Does this make our product "better" than those of our competitors? For that matter, does the number below really prove our turbo is the most powerful hybrid K04? Hard to say. But I can assure you that we at FrankenTurbo still do believe in power. It goes hand-in-hand with our industry-leading warranty protection and with our ever-growing list of tuning partners worldwide.

So, for the record, the F23 numbers in UNCORRECTED format:


__
Image uploading. Refresh page to view
















Lastly, for those of you wondering about the discrepancy between the numbers in the video and those in the chart above, it is because, as a practice we don't market our power figures using numbers-friendly uncorrected values. Others do, though. So now we have a very accurate apples-to-apples comparison. To view this graph, formatted with correction values applied, (along with many others, all with corrections applied), you can go to our product marketing page on our website. Or you can simply look here:


__
Image uploading. Refresh page to view











Thanks again to ForceFed Engineering and Eurodyne for their invaluable support in this achievement. 


Doug Harper
FrankenTurbo


----------



## warranty225cpe (Dec 3, 2008)




----------



## DMVDUB (Jan 11, 2010)

That's cool...

Why don't you list the REST of the modifications that it took to make that power :facepalm:

CAMS
W/M
50+ runs on the dyno
Stroker Motor
etc.
etc.
etc.


C'mon man...

All I have to say is your Competitor is making more HP and TQ with NO mods other than tuning for E85.

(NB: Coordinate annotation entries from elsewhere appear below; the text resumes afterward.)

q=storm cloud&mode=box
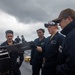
[0,0,75,23]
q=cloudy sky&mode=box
[0,0,75,42]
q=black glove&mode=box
[30,41,37,49]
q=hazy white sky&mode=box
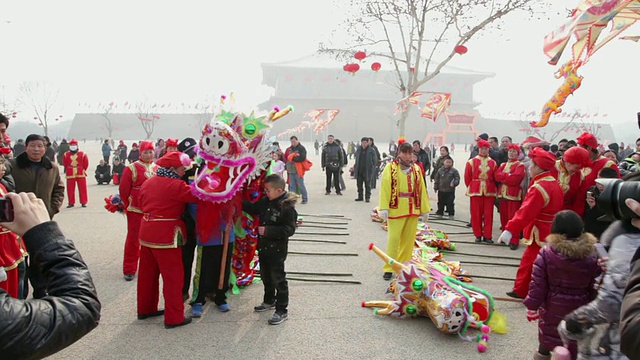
[0,0,640,137]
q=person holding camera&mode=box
[0,193,101,359]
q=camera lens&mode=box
[596,179,640,220]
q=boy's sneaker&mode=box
[253,303,276,312]
[269,312,288,325]
[191,303,202,317]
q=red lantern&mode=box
[453,45,468,55]
[353,51,367,61]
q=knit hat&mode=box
[164,138,178,147]
[529,147,556,171]
[478,139,491,149]
[178,138,198,158]
[562,146,590,167]
[578,132,598,149]
[156,151,191,168]
[551,210,584,239]
[140,140,155,152]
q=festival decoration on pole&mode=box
[453,45,468,55]
[531,0,640,127]
[420,93,451,121]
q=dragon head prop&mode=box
[191,107,293,203]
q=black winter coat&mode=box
[242,192,298,243]
[0,221,101,359]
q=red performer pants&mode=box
[0,267,20,299]
[513,241,541,298]
[500,199,522,245]
[67,177,89,205]
[138,246,184,325]
[471,196,496,239]
[122,211,142,275]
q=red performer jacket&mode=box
[505,171,563,246]
[138,176,198,249]
[464,155,497,196]
[119,160,157,213]
[494,160,525,201]
[550,160,588,217]
[582,155,620,188]
[62,151,89,179]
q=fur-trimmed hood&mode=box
[547,233,598,259]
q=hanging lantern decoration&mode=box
[453,45,468,55]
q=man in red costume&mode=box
[498,148,563,299]
[551,146,589,217]
[495,144,526,250]
[138,150,198,329]
[578,132,620,189]
[120,141,154,281]
[62,139,89,208]
[464,139,498,244]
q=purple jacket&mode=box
[524,233,601,351]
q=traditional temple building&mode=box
[260,53,614,144]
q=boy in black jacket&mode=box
[242,174,298,325]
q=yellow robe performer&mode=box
[379,160,431,273]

So to be HONEST with the people you should be telling them that you need, 
$1,762 for the F23 turbo kit
$500-700 for cams
$400-800 for rods
$300 for injectors
$600 for w/m injection
$900 for Eurodyne Maestro

and with that we've got: *$3,862* (and that's the lower total) Yeah... When you tell a story how about telling the WHOLE story. Also the FACT that there's no "canned" tune capable of those numbers for the F23. The only way you're making those numbers are with LOTS of dyno time and custom tuning.

Lets compare:
With ~$2,200 (including rods) you can make 360-400whp / 380+lbft on "another" hybrid
or
you can go BT and make 350+whp all day for $3,910 + $400 for rods (depending on turbo choice from) PPT

Bye Bye FT you are now OBSOLETE :wave:


----------



## spartiati (May 19, 2008)

:beer: That's my car! 

I have a few more modifications in store for one last dyno session. Should hopefully come together this weekend or next.


----------



## DMVDUB (Jan 11, 2010)

spartiati said:


> :beer: That's my car!
> 
> I have a few more modifications in store for one last dyno session. Should hopefully come together this weekend or next.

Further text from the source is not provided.